Taste of Tehachapi
The Tehachapi area is home to the largest wind resource area in California and spring is the best time to take a self guided tour. In as little as an hour you can see the evolution of the modern wind industry around Tehachapi, which has played an important role in making wind energy one of the fastest growing energy sectors in the world. You may also be treated to a colorful display of a variety of wild flowers from poppies to lupines. If you’re really lucky you may see wild horses running free beneath the wind turbines.
Start your tour is just west of downtown Tehachapi were you’ll see four historic wind turbines powering the City of Tehachapi’s water treatment plant. These four turbines date back to the early 1980s when Tehachapi was an incubator to an infant wind industry. These 30 kilowatt turbines standing at about seventy five feet tall represent an important step that led to today’s giant three megawatt turbines that stand nearly 500 feet tall from the base of the tower to the top of the blade tip.
After you see the city’s turbines head east on Tehachapi Blvd. towards the “wind ridge,” properly named Beusse Hills, that is most visibly covered in a variety of wind turbines. As you leave Tehachapi you’ll get a better view of the hundreds of turbines covering the ridgeline representing more than 20 years of wind turbine technology.
About a mile after you pass under Highway 58, you’ll turn right on Tehachapi-Willow Springs Road. Soon you’ll pass several white buildings on your left – the home of General Electric’s manufacturing complex that builds the electronic control systems to manage the power generated by their wind turbines.
As you continue you’ll pass close to older 65 kilowatt Danish turbines that were installed in the mid 1980s and are still generating power.
Continuing along the road it is impossible to miss the one giant 1.5 megawatt turbine that stands much taller than any other turbine on the ridge, This is GE’s test turbine that helped develop even larger turbines that you’ll see later along the tour. Although impressive in size compared to the surrounding older turbines, this is considered a “standard” sized turbine in this decade of 2.5 and 3 megawatt “mega-turbines.”

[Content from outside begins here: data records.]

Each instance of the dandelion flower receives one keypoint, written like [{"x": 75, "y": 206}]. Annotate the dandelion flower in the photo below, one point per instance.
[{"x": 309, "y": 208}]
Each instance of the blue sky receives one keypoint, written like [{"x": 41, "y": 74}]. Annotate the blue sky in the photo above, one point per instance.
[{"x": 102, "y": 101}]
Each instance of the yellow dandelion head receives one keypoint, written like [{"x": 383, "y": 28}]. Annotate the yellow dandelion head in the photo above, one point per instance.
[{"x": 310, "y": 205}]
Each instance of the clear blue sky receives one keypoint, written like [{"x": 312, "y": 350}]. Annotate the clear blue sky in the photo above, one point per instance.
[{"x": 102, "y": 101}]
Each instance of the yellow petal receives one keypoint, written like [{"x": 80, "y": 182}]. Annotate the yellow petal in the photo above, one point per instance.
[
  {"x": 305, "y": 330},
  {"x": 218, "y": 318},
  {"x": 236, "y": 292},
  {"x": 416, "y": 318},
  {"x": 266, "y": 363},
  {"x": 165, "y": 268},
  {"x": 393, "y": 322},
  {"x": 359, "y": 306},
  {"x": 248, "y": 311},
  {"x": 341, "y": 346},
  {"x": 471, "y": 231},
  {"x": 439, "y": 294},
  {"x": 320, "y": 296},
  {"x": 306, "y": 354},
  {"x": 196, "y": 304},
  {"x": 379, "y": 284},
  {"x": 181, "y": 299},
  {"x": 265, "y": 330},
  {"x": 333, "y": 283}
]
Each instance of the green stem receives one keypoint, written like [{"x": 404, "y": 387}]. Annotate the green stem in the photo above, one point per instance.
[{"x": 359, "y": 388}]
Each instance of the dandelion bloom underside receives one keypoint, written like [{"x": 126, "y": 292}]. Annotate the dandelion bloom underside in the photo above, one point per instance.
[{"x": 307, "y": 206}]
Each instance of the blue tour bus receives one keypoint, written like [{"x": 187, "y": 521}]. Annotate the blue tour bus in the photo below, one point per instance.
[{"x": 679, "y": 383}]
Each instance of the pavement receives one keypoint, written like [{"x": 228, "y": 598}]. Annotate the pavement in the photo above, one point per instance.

The road slowly winds up to Oak Creek Pass were you’ll be surrounded by spinning turbines. Be careful on this road as it is narrow, can be icy during winter, and some cars travel very fast on it. Make sure to pull completely and safely off the road to view the turbines.
Next you’ll descend towards Oak Creek Canyon and come to Cameron Road. Look for a well marked trail-head sign where the Pacific Crest Trail crosses the road. Park your car and go for a hike north along the shoulder of Cameron Ridge and you’ll enjoy nice views of the surrounding turbines. Near the point where the Pacific Crest Trail crosses the road you can sometimes see a herd of wild horses running on the slopes of the adjacent hills to the south. In the spring you’ll also be treated to mosaic of wildflowers carpeting the hills. Bring plenty of water and dress properly for a variety of weather possibilities. The full hike to Highway 58 and back is six miles, but you can turn around anytime, depending upon what your schedule allows.
Get back in your car and go to Cameron Road where you’ll soon pass giant 1.5 megawatt turbines made by GE. As you continue north you’ll see a group of tiny 35 kilowatt two blade turbines made in Germany and installed in the 1980s. These turbines were originally installed in one piece and set in place by helicopter. Follow Cameron Road to the end at Highway 58. You can return to Tehachapi if you head west on Highway 58 to complete your tour of the Tehachapi wind farms.
City of Tehachapi turbines
The rotor hub height for the four City of Tehachapi turbines is 75 feet above ground level. The blades are 7 meters (or 23 feet) in length meaning the overall height of the turbines is just under 100 feet. The 65kw turbines were de-rated to 30kw slowing them down from 45RPM to 34.5RPM.
This reduces wear and tear on the turbines allowing them to run more reliably and quieter. Each of the 4 turbines makes about 45,000 to 50,000 kWh per year which enough energy to provide the annual energy needs of 4 to 6 homes. The four turbines make enough energy for the annual needs of about 20 to 25 homes. The turbines produce about 20 to 25 percent of the annual energy used by the Tehachapi Waste Water Treatment Plant.